In today’s gospel, Jesus healed Simon’s mother-in-law, who had fever and cured many who were sick with various diseases and drove out many demons. Jesus did all the miracles as the result of the people’s faith in him. “Jesus entered the house of Simon and Andrew with James and John. Simon’s mother-in-law lay sick with a fever. *They immediately told him about her.* He approached, grasped her hand, and helped her up. Then the fever left her and she waited on them.” “When it was evening, after sunset, *they brought to him all who were ill or possessed by demons. The whole town was gathered at the door.* He cured many who were sick with various diseases, and he drove out many demons” (Mark 1:29-34).
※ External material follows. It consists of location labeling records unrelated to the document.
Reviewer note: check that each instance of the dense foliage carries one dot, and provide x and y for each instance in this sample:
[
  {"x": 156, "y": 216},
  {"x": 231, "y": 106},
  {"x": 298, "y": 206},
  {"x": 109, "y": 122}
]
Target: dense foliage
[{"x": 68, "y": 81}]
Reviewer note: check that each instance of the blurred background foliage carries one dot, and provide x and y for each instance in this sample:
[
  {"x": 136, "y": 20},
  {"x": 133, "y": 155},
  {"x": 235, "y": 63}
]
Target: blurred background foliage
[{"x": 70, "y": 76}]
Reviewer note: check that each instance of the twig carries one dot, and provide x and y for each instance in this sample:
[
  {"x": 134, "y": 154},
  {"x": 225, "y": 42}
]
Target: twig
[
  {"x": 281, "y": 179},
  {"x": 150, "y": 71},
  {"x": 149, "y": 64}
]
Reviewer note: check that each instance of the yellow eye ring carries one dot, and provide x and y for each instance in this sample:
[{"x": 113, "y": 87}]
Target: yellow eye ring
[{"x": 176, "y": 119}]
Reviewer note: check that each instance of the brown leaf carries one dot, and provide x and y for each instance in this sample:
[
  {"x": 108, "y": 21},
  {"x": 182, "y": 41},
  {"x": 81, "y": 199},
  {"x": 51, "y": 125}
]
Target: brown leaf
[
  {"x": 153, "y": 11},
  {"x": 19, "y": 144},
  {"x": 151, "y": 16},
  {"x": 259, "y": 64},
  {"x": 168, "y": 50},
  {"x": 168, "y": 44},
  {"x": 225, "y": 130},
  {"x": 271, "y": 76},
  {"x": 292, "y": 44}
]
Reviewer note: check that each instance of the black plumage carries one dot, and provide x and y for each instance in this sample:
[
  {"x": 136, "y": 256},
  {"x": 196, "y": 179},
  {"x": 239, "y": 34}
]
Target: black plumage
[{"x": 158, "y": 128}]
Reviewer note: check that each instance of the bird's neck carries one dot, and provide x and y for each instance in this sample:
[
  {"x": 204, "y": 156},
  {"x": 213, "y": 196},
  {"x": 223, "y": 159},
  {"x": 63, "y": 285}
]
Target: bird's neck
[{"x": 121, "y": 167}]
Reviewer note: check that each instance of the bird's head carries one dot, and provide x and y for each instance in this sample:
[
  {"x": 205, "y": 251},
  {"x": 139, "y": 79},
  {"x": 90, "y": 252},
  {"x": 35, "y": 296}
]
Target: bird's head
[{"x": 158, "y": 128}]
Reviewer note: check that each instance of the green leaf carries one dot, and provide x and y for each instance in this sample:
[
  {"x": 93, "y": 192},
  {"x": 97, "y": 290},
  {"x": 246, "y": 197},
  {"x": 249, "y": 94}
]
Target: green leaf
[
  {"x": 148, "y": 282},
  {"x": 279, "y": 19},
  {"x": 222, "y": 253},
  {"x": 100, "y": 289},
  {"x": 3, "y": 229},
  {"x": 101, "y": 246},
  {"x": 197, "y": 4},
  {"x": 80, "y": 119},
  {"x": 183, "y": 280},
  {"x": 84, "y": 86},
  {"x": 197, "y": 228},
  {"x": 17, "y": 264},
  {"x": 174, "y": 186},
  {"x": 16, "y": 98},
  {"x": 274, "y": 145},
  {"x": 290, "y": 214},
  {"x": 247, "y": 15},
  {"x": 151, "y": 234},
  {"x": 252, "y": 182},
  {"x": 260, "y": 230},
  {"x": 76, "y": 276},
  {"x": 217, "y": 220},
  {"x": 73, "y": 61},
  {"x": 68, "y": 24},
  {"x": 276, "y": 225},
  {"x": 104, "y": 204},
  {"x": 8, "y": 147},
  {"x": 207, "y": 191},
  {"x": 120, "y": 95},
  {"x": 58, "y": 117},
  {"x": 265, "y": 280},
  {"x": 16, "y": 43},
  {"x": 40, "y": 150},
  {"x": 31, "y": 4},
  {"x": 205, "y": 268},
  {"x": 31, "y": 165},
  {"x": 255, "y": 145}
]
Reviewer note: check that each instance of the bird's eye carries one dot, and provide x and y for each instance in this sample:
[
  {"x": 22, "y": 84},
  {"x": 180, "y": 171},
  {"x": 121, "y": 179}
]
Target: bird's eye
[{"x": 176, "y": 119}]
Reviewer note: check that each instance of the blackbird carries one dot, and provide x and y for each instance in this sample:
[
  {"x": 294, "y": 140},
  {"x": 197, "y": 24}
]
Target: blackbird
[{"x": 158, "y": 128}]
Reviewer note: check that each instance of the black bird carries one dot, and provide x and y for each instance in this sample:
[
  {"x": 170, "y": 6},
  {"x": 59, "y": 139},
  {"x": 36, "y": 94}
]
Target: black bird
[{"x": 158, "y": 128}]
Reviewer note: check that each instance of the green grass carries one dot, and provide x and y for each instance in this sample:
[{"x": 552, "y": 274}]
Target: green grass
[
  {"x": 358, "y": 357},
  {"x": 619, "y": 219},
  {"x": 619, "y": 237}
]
 Let us, therefore,  *immediately*  tell Jesus about our *fever* , and  *gather at [his] door,*  and bring all our illnesses and possessions to him to heal us and deliver us. Today’s Psalm says, “The Lord rebuilds Jerusalem, and gathers the dispersed of Israel, healing the brokenhearted, and binding up their wounds” (Psalm 147:2-3). May these words be fulfilled for you and for me. Amen.